My Choice, My Future: School Electives and Self-Discovery
Now, more than ever, students need to harness self-esteem, character, and vision to beat tremendous obstacles that stand before them. Education plays a critical role in facilitating that growth and putting it at the forefront of the school experience. In order to do this, many schools are modernizing their approach to help students answer the question that so many of us, young and old, ask ourselves throughout our lives: “Who am I, and who do I want to be?”
Educators are making middle and high school the essential time to build students’ self-awareness and self-esteem. Through elective programming, students are given an invitation to learn about themselves deeply, explore the world and examine society.
Traditional electives, such as student council and student debate, build students’ leadership and courage.
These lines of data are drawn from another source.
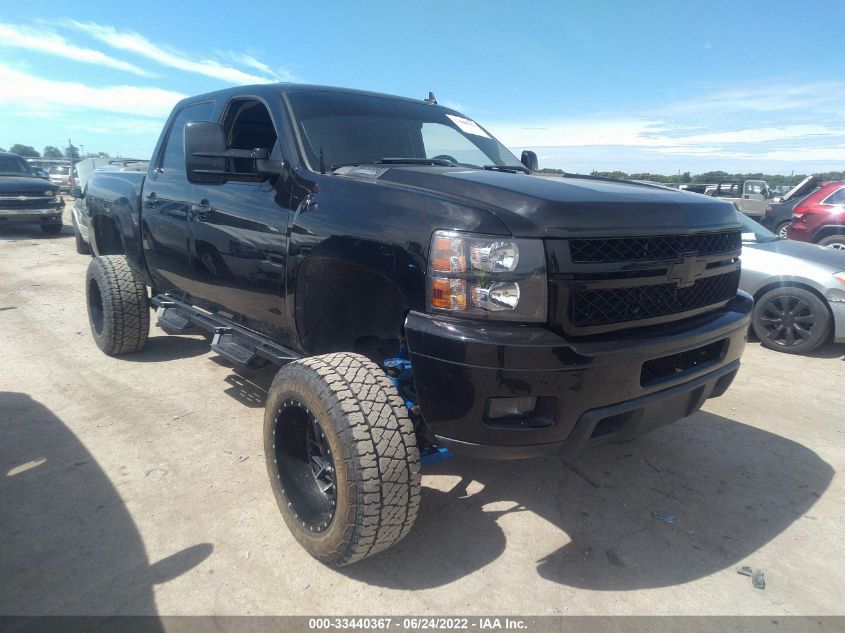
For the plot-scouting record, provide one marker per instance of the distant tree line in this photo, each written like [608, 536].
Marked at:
[71, 152]
[709, 177]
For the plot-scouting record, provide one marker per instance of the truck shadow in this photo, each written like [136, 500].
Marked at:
[70, 546]
[167, 347]
[726, 483]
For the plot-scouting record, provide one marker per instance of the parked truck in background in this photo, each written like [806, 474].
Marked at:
[26, 198]
[750, 197]
[420, 288]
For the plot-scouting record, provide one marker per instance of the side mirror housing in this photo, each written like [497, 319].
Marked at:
[205, 149]
[208, 161]
[529, 159]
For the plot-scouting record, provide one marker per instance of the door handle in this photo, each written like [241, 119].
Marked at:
[201, 212]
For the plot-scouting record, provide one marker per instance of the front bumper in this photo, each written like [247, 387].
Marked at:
[49, 214]
[592, 390]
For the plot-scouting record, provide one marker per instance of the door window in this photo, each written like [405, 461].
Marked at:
[173, 158]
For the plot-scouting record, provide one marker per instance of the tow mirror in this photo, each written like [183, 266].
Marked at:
[208, 161]
[205, 152]
[529, 159]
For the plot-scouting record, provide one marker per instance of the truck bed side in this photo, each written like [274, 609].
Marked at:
[114, 215]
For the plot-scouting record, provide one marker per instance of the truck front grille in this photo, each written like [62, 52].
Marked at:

Students are challenged to work together to form solutions to problems they care about. By developing their own goals and tracking their progress, students learn to work for the spirit of their team and not simply as an individual.
Many schools are taking a more holistic approach to electives, offering courses like yoga and painting, which present the need to practice kindness and awareness amidst the chaos of being a student and give students space to express their deep feelings.
Regardless of what course a student may choose, electives allow students to identify their own strengths, weaknesses, interests, non-interests, passions and outlook for the future. “The self is not something ready-made, but something in continuous formation through choice of action,” said John Dewey, an early 20th-century educational philosopher and founder of the modern elective.
Experiential, instinctual, team-based, culture driven, and self-motivated, modernized electives push students to think critically about themselves and their communities. Students at DSST: Conservatory Green High School affirm this.
“You can’t pick one side that you are comfortable with, you have to argue both sides,” says a ninth-grader about his involvement in Speech and Debate.
Electives push students out of their comfort zone; through this, direction toward a better future is fostered and passion for life is nurtured.